The first hint you get is when you notice this paper was published in a physics journal, not a great sign. Then you actually start reading, and you see they declare LDA as "state of the art". And when you actually read what they propose it is a bunch of standard text techniques which actually work quite well with LDA.
So what they actually showed is that taking vanilla algorithms out of the box without even the most basic data processing under-performs compared to superior data processing attached to a simpler algorithm. Which anyone which did any sort of text processing or any other kind of data managling already new.
That's a great question. Do you think 80% accuracy is good enough for medical use? If you're a doctor facing an unfamiliar situation, and your data says treatment X helped 40% of patients it was tried on, treatment Y helped 35% of them, and all other treatments (Z, W, etc.) helped no more than 30%, but you know the data might only be 80% accurate, what treatment do you choose? Are those ratios even meaningful in the presence of so many errors?
Consider the case where the patient's condition is critical, and you don't have time for additional evaluation. Is X always the best choice? What if your specialty makes you better than average at treatment Y? Maybe that 20% inaccuracy works in favor of the doctor who has the right experience.
It could it be used for ill, too.

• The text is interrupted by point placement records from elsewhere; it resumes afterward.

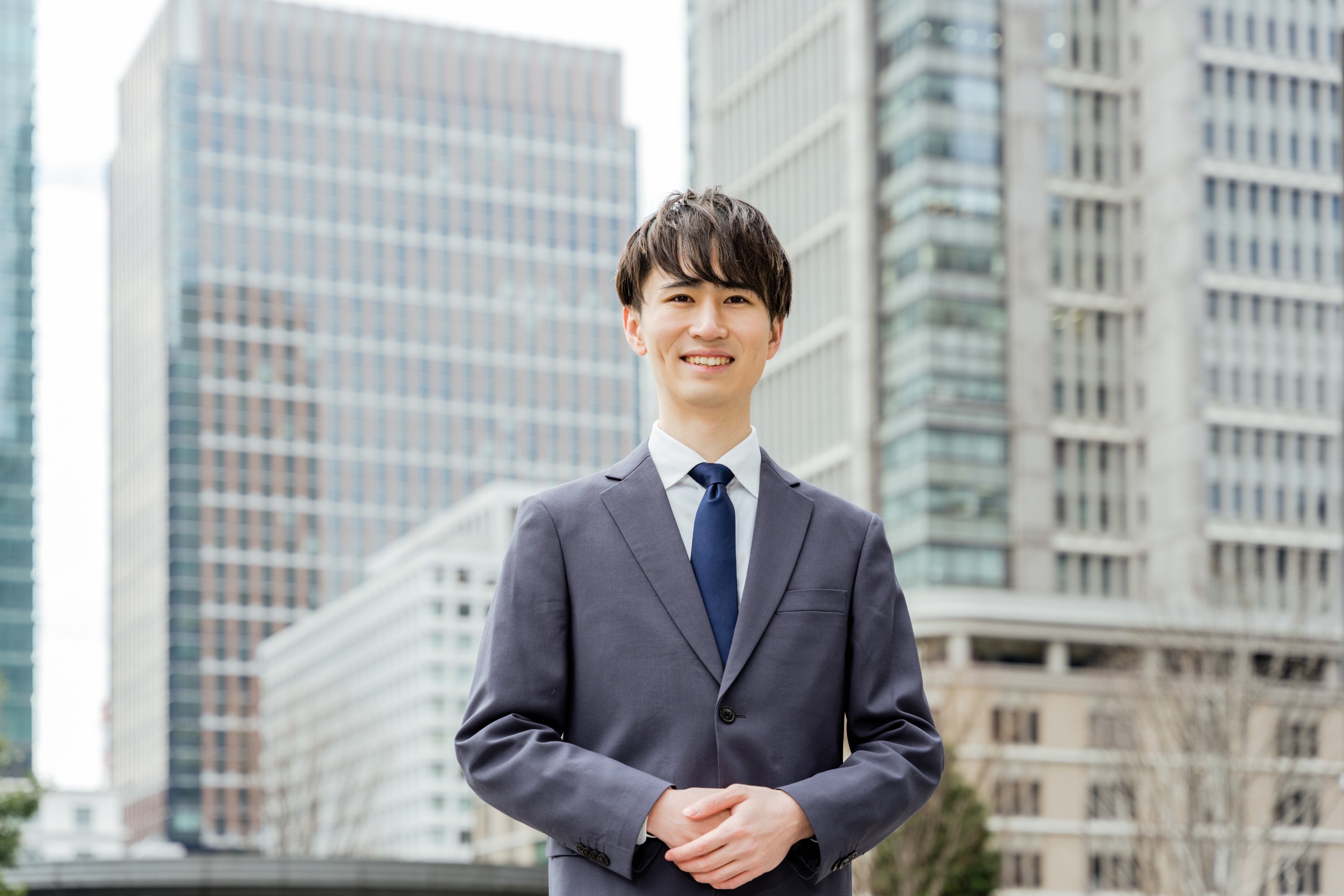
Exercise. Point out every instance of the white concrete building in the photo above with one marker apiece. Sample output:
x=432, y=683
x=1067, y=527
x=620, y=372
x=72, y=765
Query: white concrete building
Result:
x=1076, y=269
x=361, y=700
x=74, y=825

What if you know you'll get paid more by the insurance company for all the extra tests required to do treatment Y? You could justify part of your decision based on the uncertainty of the data.

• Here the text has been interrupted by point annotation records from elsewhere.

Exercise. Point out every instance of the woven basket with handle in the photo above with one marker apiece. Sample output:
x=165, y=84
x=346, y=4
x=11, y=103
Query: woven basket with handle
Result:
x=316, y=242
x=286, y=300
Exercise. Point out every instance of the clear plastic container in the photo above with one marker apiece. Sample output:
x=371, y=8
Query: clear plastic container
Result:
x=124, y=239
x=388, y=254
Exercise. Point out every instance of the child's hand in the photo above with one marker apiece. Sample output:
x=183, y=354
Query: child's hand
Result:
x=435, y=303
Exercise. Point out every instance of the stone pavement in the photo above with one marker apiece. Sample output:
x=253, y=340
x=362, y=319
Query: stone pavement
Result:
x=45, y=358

In the end, historical data is just one factor out of many that goes into each of these decisions. Inaccurate data may lead to suboptimal decisions, so it can't be the only factor.
Great strawman, but your strawman happens to actually be a nuclear powered, armor plated tank...with sharks and laser beams!!! Turns out way back in the 60's, when they started to think about what problems computers could one day solve, they listed many: beat world champion at chess, drive cars, etc...one of them was medical diagnosis. It took decades longer than thought to solve the ones they have been able to solve with one exception: medical diagnosis. By the early 80s we had "expert systems" that were more accurate than human doctors at medical diagnosis (especially 24 hrs in to a 36 hr shift). The AMA and insurance companies have basically blocked this tech for decades despite overwhelming evidence that they were killing people by doing so. Today we have started to slowly role out this type of tech for things like drug interaction but not yet for medical diagnosis. Ironic huh?

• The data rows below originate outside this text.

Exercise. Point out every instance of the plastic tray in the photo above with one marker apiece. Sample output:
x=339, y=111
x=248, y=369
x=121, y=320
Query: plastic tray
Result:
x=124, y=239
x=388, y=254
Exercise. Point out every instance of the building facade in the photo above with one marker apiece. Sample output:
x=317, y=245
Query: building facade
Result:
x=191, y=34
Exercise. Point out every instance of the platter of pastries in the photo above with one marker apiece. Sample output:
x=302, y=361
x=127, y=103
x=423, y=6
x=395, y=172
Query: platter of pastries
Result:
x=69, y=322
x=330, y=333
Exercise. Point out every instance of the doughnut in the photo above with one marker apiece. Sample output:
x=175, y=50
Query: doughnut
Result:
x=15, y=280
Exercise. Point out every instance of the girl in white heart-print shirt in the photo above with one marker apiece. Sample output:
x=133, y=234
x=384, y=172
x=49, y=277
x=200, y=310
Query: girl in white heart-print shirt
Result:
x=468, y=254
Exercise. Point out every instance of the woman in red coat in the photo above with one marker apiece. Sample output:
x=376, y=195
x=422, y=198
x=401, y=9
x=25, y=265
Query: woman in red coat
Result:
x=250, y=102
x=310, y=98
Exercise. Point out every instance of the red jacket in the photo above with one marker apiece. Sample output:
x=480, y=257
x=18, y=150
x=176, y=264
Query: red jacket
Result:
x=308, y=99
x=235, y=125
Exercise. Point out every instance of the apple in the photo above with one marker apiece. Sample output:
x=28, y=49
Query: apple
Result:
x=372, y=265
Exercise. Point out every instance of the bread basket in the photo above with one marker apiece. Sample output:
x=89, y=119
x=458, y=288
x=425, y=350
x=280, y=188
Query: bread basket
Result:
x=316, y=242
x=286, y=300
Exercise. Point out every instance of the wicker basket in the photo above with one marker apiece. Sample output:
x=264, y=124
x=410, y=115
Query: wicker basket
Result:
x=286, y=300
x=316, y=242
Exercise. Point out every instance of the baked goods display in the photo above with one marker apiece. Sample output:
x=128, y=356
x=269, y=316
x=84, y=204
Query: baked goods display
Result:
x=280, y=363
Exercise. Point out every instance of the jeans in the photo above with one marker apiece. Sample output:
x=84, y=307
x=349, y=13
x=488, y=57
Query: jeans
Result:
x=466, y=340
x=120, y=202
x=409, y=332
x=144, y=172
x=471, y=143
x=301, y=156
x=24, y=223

"Those that start by burning books, will end by burning men."
In the latter it's PCA/SVD and it's used to reduce the dimensionality (compact) of large numbers of variables eg a linear approximation is almost as good as accounting for all the variables individually.
The problem in both text analysis and climate (or any other) models is that PCA/LDA/etc. are linear, and the data they are applied to are generally nonlinear.
The latter means that the solution space has many (infinite?) number of sub optimal solutions.
That in turn means PCA/LDA/etc. return a linear approximation to one of those solutions, and those solutions can be very different.
So, yeah, there is a margin of error. And yeah, the reasons for that error varies. No surprise, because text understanding (and the climate) are hugely complex and nonlinear problems.
BUT at least maybe more people will become aware that models are pretty much flawed ... so don't base legal or public policy on them.
"Consensus" in science is _always_ a political construct.